- Type: Formation
- Underlies: Hueco Group
- Overlies: Lead Camp Limestone, Bishop Cap Formation
- Thickness: 200–2,640 ft (61–805 m)

Lithology
- Primary: Shale
- Other: Sandstone, limestone

Location
- Coordinates: 33°14′17″N 106°40′42″W﻿ / ﻿33.23806°N 106.67833°W
- Region: New Mexico
- Country: United States

Type section
- Named for: Panther Seep
- Named by: Kottlowski et al.
- Year defined: 1956

= Panther Seep Formation =

Geologic formation in New Mexico, US

The Panther Seep Formation is a geologic formation found in the mountain ranges of south-central New Mexico. It preserves fossils dating back to the late Pennsylvanian to early Permian.

==Description==
The formation is highly variable in lithology, consisting of interbedded black to reddish sandy, silty, or calcareous shale; brown to olive calcareous siltstone, brown to gray calcareous arkosic sandstone; gypsum; and gray argillaceous to silty limestone. It varies in thickness from 200-2640 feet. It overlies the Lead Camp Limestone or Bishop Cap Formation and is overlain by the Hueco Group.
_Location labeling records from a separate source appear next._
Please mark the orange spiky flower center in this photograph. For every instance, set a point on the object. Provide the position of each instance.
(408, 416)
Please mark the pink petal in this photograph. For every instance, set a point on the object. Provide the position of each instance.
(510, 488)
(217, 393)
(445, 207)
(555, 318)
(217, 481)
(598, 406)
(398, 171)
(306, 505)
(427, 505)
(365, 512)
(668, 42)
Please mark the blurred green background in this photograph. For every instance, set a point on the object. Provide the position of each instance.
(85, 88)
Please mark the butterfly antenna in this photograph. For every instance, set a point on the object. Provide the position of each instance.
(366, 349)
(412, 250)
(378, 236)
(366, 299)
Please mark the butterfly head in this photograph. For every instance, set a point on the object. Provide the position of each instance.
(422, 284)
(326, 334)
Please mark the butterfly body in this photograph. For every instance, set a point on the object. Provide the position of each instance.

The unit likely correlates with Bar B Formation in the Caballo Mountains and the Holder Formation in the Sacramento Mountains.

==Fossils==
The formation includes patch reefs and numerous fusulinids of Virgilian (Gzhelian) age. The formation also contains algae and some invertebrate fossils typical of the Virgilian. The lower beds may be Missourian (Kasimovian) in age while the uppermost beds may be Wolfcampian (Cisuralian) in age.

==History of investigation==
The formation was first defined by F.E. Kottlowski and coinvestigators in 1956, who divided it into informal upper and lower members.